“These fundamental differences between property and other asset investments are often not acknowledged by commentators and analysts.” In particular, he says, these people tend to overlook the huge advantage of being able to gear a property investment, thereby effectively maximising the investor’s return on equity.
Surprisingly, says Jason Lee, Rawson Commercial National Manager, the “obvious” advantages of investing in property are often not fully understood or appreciated by many people, even though they may have been highly successful in other fields.
He says the simple fact that most of us live and work in buildings, one would think would give us a basic understanding of property and its intrinsic merits.
In practice, however, he says many are often seduced by an apparently more attractive investment channel elsewhere, usually in the money market or a business option – and he says frequently these ‘exciting’ opportunities in business have resulted in the investor losing virtually all or most of what he has put in.
Lee says this is probably the reason why the banks, while still fundamentally pro-property, are traditionally cautious when it comes to funding a new business – or even the expansion of an existing successful enterprise.

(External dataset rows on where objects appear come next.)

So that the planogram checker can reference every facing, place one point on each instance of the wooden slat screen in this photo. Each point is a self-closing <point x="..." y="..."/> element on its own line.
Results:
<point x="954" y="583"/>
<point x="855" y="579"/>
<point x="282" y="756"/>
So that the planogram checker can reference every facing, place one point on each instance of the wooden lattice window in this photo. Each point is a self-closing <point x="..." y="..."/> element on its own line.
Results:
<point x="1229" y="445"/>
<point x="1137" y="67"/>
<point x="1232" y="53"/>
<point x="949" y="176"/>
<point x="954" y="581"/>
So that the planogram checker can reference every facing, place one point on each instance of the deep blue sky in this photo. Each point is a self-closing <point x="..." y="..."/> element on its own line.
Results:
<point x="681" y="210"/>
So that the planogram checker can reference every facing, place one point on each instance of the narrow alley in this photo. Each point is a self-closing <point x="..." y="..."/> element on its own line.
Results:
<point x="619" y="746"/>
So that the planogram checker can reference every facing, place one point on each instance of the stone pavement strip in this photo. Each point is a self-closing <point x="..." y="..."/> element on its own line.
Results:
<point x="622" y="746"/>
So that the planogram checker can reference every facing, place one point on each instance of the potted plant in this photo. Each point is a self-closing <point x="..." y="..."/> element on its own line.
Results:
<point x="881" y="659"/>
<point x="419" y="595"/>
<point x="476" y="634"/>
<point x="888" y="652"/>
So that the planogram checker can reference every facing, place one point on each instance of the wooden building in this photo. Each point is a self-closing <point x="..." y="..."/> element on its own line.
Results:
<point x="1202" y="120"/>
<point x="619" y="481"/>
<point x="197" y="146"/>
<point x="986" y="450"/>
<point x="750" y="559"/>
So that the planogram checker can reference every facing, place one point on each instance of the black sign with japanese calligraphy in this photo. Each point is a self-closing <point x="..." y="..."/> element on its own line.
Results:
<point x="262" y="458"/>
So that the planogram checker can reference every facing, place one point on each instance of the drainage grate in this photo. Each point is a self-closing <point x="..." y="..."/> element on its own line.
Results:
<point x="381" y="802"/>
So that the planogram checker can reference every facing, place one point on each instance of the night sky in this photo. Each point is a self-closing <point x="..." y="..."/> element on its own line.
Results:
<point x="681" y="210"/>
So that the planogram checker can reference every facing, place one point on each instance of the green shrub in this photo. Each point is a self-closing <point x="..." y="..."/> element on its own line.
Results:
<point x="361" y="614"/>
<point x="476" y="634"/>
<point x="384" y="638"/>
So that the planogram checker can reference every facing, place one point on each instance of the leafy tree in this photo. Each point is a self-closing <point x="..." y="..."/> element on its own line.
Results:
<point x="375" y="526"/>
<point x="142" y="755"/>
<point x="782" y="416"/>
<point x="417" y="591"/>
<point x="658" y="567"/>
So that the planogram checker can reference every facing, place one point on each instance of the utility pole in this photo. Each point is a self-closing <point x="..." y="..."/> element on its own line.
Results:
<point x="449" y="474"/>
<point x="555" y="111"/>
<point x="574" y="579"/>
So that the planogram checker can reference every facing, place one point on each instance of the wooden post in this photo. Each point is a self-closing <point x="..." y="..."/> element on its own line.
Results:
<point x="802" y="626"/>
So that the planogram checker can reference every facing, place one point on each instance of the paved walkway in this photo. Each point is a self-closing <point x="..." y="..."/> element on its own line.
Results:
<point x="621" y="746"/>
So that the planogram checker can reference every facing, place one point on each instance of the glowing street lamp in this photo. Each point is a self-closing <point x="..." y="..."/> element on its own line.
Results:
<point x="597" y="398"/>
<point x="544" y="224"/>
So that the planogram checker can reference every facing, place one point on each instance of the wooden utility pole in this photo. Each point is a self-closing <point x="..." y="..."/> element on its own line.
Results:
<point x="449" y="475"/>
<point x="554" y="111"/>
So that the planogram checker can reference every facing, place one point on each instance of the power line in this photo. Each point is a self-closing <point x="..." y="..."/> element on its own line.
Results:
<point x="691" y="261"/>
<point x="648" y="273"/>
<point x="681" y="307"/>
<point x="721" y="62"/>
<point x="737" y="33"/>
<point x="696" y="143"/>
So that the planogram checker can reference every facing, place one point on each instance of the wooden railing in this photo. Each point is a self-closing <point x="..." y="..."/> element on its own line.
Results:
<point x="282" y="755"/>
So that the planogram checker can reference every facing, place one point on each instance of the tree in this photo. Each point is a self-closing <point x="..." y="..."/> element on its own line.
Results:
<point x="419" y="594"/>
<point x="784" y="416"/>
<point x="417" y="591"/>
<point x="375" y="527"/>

“The first excellent reason for going the property route is that the chances of getting finance (anything from 70 to 100%) are good.”
However, Lee says if you invest in a business:
- You will be unlikely to get finance of over 50%
- Your re-payment period will be significantly shorter (very often only three to five years) and this is likely to cause financial stress
- The bank will reserve the right to pull out at short notice, with all payment of the remaining debt becoming immediately due
- Interest rates on the money borrowed are normally very high and comparable to overdraft rates on private accounts
None of this applies to a property investment, he says, where substantial bonds are still available to those with good track records and the repayment period will be two or three times as long as that of a business loan.
Furthermore, he explains, the bank is required by law to follow due process in procuring outstanding debt and the bank’s first recourse is to the property itself.
“These fundamental differences between property and other asset investments are often not acknowledged by commentators and analysts.”
In particular, he says, these people tend to overlook the huge advantage of being able to gear a property investment, thereby effectively maximising the investor’s return on equity.
“If I buy a R1 million investment policy and cash it in, say, two to three years, for R1.2 million, I will have made a 20% return on my cash invested.
“If, on the other hand, I buy a R1 million property with a 20% deposit and an 80% bank loan, and sell it after the same period for R1.2 million, the return on cash invested is 100%.”
Right now, says Lee, investors are flocking back to commercial property and one of the main reasons for this is that, in the money markets, many investors are now having to be content with returns that are below the current inflation rate (currently fluctuating at around 6.2%).
Looking at Rawson’s commercial portfolio, he says any analyst can see that this type of property will almost invariably achieve an 8 to 10% return from day one, thus providing inflation beating returns and capital growth over time.
“When all is said and done, the basic lack of mystery and the fact that it is easily understood, ensures that property remains a safe haven for investment.”